顧客の愛着にどこまでより添えるか
顧客目線、顧客満足、顧客心理。どこまで理解しようとしているか、という姿勢が伝わることの大事、という話
今年に入ってから、地元近辺の案件が続いている。
弊社は現在の場所に会社を構えてから60年程になるが、時代の流れとともに商売は地元の案件ばかりというわけではなく、むしろより栄えている横浜、東京というエリアが中心になっている。
そんな中、地元に案件が集中しているのは偶然だと思うが、やはり現場は近場がいい。移動時間がほとんどない、ということがこんなにもメリットになるのかと、あらためて感じている。
そしてどの案件もこれも偶然かと思うが、地主の方による賃貸物件というカテゴリーになる。

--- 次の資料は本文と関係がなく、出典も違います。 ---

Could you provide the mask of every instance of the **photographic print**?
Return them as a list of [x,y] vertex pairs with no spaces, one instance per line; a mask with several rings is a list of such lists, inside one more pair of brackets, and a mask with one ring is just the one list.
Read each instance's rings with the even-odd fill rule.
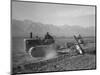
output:
[[11,1],[11,72],[96,69],[96,6]]

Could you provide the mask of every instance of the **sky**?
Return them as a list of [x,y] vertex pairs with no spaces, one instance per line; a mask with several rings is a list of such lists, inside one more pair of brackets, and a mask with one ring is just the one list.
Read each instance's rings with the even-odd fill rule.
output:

その一つの物件でちょっとした工事をさせていただいたときのこと。
順調に工事を進めていたところ、オーナー様が差し入れをもって様子を見に来てくれたのだ。その日は気温が10℃に届かない極寒なうえに、施工箇所は日陰の風通しのいいところ。職人もかじかむ手を揉みながら作業に当たっていた。
差し入れは淹れたての熱いコーヒー。芯まで冷えた体を温め、あとひと息の作業にも気持ちが入る。
コーヒーを振る舞いながら御年80歳というオーナーが今回の工事までのいきさつを話してくれた。
最寄駅から徒歩15分の中規模マンション、築30年程度ではあるが、どこも手入れが行き届いているせいか古さを感じない。通常であれば30年経過するとあちこちと経年劣化による不具合が見られるのだが、見渡したところ目立った不具合は見受けられなかった。
だが、今回工事に至った箇所は、マンションを建設した当初に発覚していたいわゆる施工不良からきているらしい。
基礎工事の段階で十分な補強がなされていなかったにもかかわらず、工事を進めてしまったため、徐々に歪みが進行した結果、許容できない状態にまで施工箇所の不具合が悪化したということだ。
問題は色々あるが、オーナー様が一番落胆されていたのが、マンションの建設に関わった関係者たちの無責任な対応。問題の責任を互いに擦り付けあったあと、開き直ったように高額な補修費用の見積りを提出してきたらしい。
色々とお察しする部分はある話だが、オーナー様が話の中で発した言葉が問題の本質であるように思えたのだ。
「建物に対しての愛着心を理解してほしかった」
お金がある、ないということや、利回りがどうのという話ではない。
地主さんであれば、先代から大事に引き継いだ土地にどんな思いで建物を立てるのか、ということを業者が少しでも汲み取るような気持ちがあっていい。
各々が自身の利益先行でものごとを考えてしまうと大きな仕事は歪になる。
そんな経緯もあり、今回の工事は建設に関わった業者ではなく、弊社に白羽の矢が立ったのである。無責任な業者のしわ寄せといえばそうであるが、そのおかげで紡がれた縁ということでもあるのだ。
丁度オーナー様の話が終わったタイミングで、職人から作業完了との報告があり、確認の立ち会いに同行した。
丁寧な仕事と、親身になって話を聞いてくれたということで、追加の仕事までいただいた。金額こそ大きくはないが「顧客の気持ちに寄り添うとは」という非常に価値のある問いまでいただいたことに感謝しきりの一件であった。